Mein Jammertal vor der Bundestagswahl 2009

Bei diesem Beitrag handelt es sich um ein Blog aus der Freitag-Community.
Ihre Freitag-Redaktion

Früher dachte ich immer noch, dass es sich lohnt für eine politische Richtung zu streiten. Die Sozialdemokratie mit Ihrer langen Tradition hatte es mir jahrzehntelang angetan. Meine Stimme für die Sozis war etwas Selbstverständliches. Das war schon fast so eine Art Herzenssache.

Die SPD hat in Ihrer Regierungsverantwortung unter Schröder Hartz IV und die Agenda 2010 umgesetzt.

Das hat der SPD viele Sympathien gekostet und ich werde sie auch nicht mehr wählen.
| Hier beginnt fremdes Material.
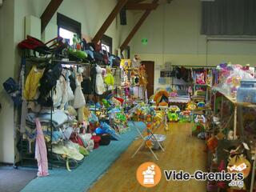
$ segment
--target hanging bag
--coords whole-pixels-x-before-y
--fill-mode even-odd
[[[106,47],[105,46],[102,46],[102,54],[103,54],[103,61],[104,61],[104,63],[105,63],[105,65],[110,65],[110,62],[109,62],[109,54],[108,54],[108,52],[107,52],[107,49],[106,49]],[[103,50],[103,48],[104,48],[105,50]]]
[[[7,94],[11,97],[15,106],[20,106],[22,101],[22,91],[19,89],[19,85],[12,78],[9,78],[3,83],[3,87]]]

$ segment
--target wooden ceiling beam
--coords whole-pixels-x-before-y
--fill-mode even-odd
[[[128,0],[119,0],[118,4],[115,6],[112,12],[110,14],[108,18],[106,19],[105,22],[102,26],[102,27],[98,30],[92,42],[94,43],[98,43],[100,39],[103,37],[103,34],[109,28],[114,19],[116,18],[118,14],[120,12],[122,8],[126,4]]]
[[[152,4],[155,4],[158,3],[158,0],[154,0],[152,2]],[[123,43],[122,44],[122,46],[120,46],[121,51],[124,50],[129,42],[130,42],[130,40],[134,38],[134,34],[136,34],[136,32],[139,30],[139,28],[142,26],[142,25],[143,24],[143,22],[145,22],[145,20],[146,19],[146,18],[150,15],[151,12],[151,10],[147,10],[144,12],[144,14],[142,14],[142,16],[141,17],[141,18],[138,20],[138,22],[137,22],[137,24],[134,26],[134,27],[133,28],[133,30],[130,31],[130,33],[129,34],[128,37],[126,38],[126,39],[123,42]]]
[[[136,3],[127,2],[126,10],[155,10],[158,6],[158,3]]]
[[[46,26],[48,25],[49,22],[57,11],[59,6],[62,4],[63,0],[51,0],[48,4],[46,9],[41,15],[41,33],[42,33]]]

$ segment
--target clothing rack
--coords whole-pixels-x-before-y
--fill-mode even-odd
[[[27,58],[26,58],[26,59],[24,59],[24,61],[25,61],[25,63],[24,64],[22,64],[22,65],[24,65],[25,66],[25,67],[24,67],[24,83],[25,83],[25,82],[26,82],[26,78],[27,77],[27,75],[28,75],[28,74],[29,74],[29,70],[28,70],[28,68],[27,67],[31,67],[31,62],[37,62],[37,63],[43,63],[43,62],[47,62],[47,61],[49,61],[49,60],[42,60],[42,59],[38,59],[38,60],[33,60],[33,59],[27,59]],[[29,65],[27,64],[27,62],[29,62]],[[51,98],[53,98],[53,90],[50,90],[50,97],[51,97]],[[35,102],[35,100],[28,100],[28,101],[26,101],[26,102]],[[50,166],[49,166],[49,168],[50,169],[53,169],[53,161],[52,161],[52,159],[51,159],[51,157],[52,157],[52,136],[53,136],[53,111],[54,111],[54,104],[53,104],[53,101],[51,101],[52,102],[52,105],[51,105],[51,106],[50,106],[50,124],[49,124],[49,126],[47,126],[47,131],[49,130],[49,128],[50,128],[50,148],[49,148],[49,150],[50,150],[50,151],[49,151],[49,150],[48,150],[48,147],[47,147],[47,146],[46,146],[46,149],[47,149],[47,158],[48,158],[48,162],[50,162]],[[22,104],[23,105],[23,104]],[[25,118],[26,118],[26,117],[25,117]],[[26,121],[26,120],[25,120]],[[49,127],[50,126],[50,127]],[[34,166],[34,165],[32,165],[32,164],[30,164],[30,165],[28,165],[28,166],[26,166],[26,165],[25,165],[24,164],[24,160],[29,160],[29,161],[34,161],[35,160],[35,158],[30,158],[30,157],[26,157],[26,155],[24,154],[24,151],[23,151],[23,149],[24,149],[24,145],[23,145],[23,142],[24,142],[24,139],[23,139],[23,134],[24,133],[21,133],[21,134],[20,134],[20,136],[21,136],[21,143],[20,143],[20,146],[21,146],[21,150],[20,150],[20,156],[21,156],[21,158],[20,158],[20,161],[21,161],[21,166],[24,166],[24,167],[36,167],[36,166]],[[34,142],[35,142],[35,141]],[[29,145],[31,145],[31,144],[29,144]],[[50,153],[49,153],[50,152]],[[50,154],[50,155],[49,155],[49,154]]]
Aus direkter Betroffenheit konnte ich damals trotzdem jahrelang kaum sachlich auf Hartz IV reagieren. Trotz meiner Ablehnung machte ich von Anfang unter Hochdruck als Betroffener bei der Agenda 2010 mit und war schon im Oktober 2004 auf freiwilliger Basis im 1 € -Job. Ich machte diese typische Karriere eines arbeitslosen Akademikers in der Betreuung eines Sozialkonzerns. Das war nicht alles schlecht und manches sogar sehr gut.

Ich machte verschiedene Projekte, die das Sozialarbeitsunternehmen im Zusammenarbeit mit dem Job-Center anbot, mit. Dabei traf ich auf Mitarbeiterinnen im Sozialkonzern, die total engagiert waren und weit über das erforderliche Maß versuchten, mir dabei zu helfen wieder ins geordnete Berufsleben reinzukommen. Die Projekte enthielten alle einen großen Praxisteil mit dem Ziel den Teilnehmern den Wiedereintritt in die Berufswelt zu ermöglichen. Nach ca. 3 Jahren klappte es bei mir in einem Bereich sehr weit unter meiner Qualifikation, doch ich war ziemlich glücklich überhaupt einen Job bekommen zu haben,gerade weil ich soviel dafür getan hatte.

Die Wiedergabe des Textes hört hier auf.